Kedua, islamisasi ilmu pengetahuan dan teknologi dapat dilakukan dengan cara
memasukkan nilai-nilai islami kedalam konsep ilmu pengetahuan dan teknologi tersebut.
Asumsi dasarnya adalah ilmu pengetahuan tersebut tidak netral, melainkan penuh muatan nilai-
nilai yang dimasukkan oleh orang yang merancangnya. Dengan demikian Islamisasi ilmu
pengetahuan dan teknologi itu sendiri. Gagasan Islamisasi ilmu pengetahuan ini antara lain
dianut oleh Naquib Al-Attas, Ziauddin Sardar, Deliar Noer, A.M. dan lain-lainnya.
Ketiga, Islamisasi ilmu pengetahuan dan teknologi dilakukan melalui penerpan konsep
tauhid dalam arti seluas-luasnya. Tauhid bukan hanya dipahami secar teo-centris, yaitu
mempercayai dan meyakini adanya Tuhan dengan segala sifat kesempurnaan yang dimiliki-
Nya serta jauh dari sifat-sifat yang tidak sempurna, melainkan yang melihat bahwa antara
manusia dengan manusia lain, manusia dengan alam, dan manusia dengan mahkluk ciptaan
lainnya adalah merupakan satu kesatuan yang saling membutuhkan dan saling mempengaruhi,
dan semua itu merupakan wujud tanda kekuasaan dan kebesaran Tuhan.

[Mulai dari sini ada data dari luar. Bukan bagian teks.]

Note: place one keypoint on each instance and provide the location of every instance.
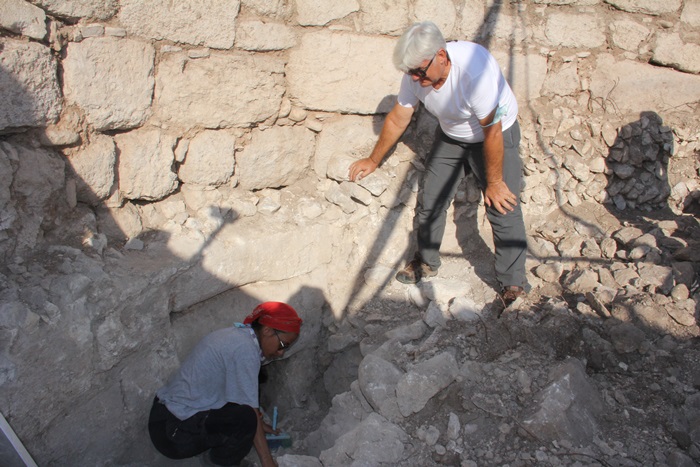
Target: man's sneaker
(511, 293)
(414, 272)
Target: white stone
(211, 23)
(385, 17)
(562, 82)
(426, 379)
(628, 34)
(652, 7)
(473, 18)
(343, 138)
(23, 18)
(691, 13)
(580, 30)
(240, 89)
(620, 82)
(281, 9)
(28, 80)
(319, 12)
(95, 71)
(94, 168)
(275, 157)
(255, 240)
(210, 158)
(346, 58)
(145, 164)
(670, 50)
(441, 12)
(261, 36)
(525, 74)
(375, 441)
(97, 9)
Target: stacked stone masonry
(166, 165)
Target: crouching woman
(212, 401)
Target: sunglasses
(420, 72)
(282, 346)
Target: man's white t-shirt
(475, 86)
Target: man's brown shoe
(414, 272)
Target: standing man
(212, 402)
(461, 84)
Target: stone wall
(164, 166)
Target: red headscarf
(276, 315)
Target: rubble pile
(598, 368)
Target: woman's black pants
(228, 432)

Selanjutnya ilmu-ilmu alam (sains) yang bertumpu pada kajian ayat-ayat yang ada di
jagat raya menggunakan metode kajian ekperimen di laboratorium dengan syarat-syarat dan
langkah-langkahnya yang teruji oleh para ahli. Melalui metode eksperimen ini maka dihasilkan
ilmu-ilmu alam seperti biologi, fisika, kedokteran, kehewanan, perhutanan, perairan dan ilmu
sains lainnya.
Keempat, Islamisasi ilmu pengetahuan dapat pula dilakukan melalui inisiatif sendiri
melalui proses pendidikan yang diberikan secara berjenjang dan berkesinambungan. Dalam
praktiknya tidak ada ilmu agama dan ilmu umum disatukan, atau ilmu umum yang diislamkan
lalu diajarkan kepada seseorang. Yang terjadi adalah sejak kecil ke dalam diri seseorang sudah
ditanamkan jiwa agama yang kuat, praktik pengalaman tradisi keagamaan dan sebagainya.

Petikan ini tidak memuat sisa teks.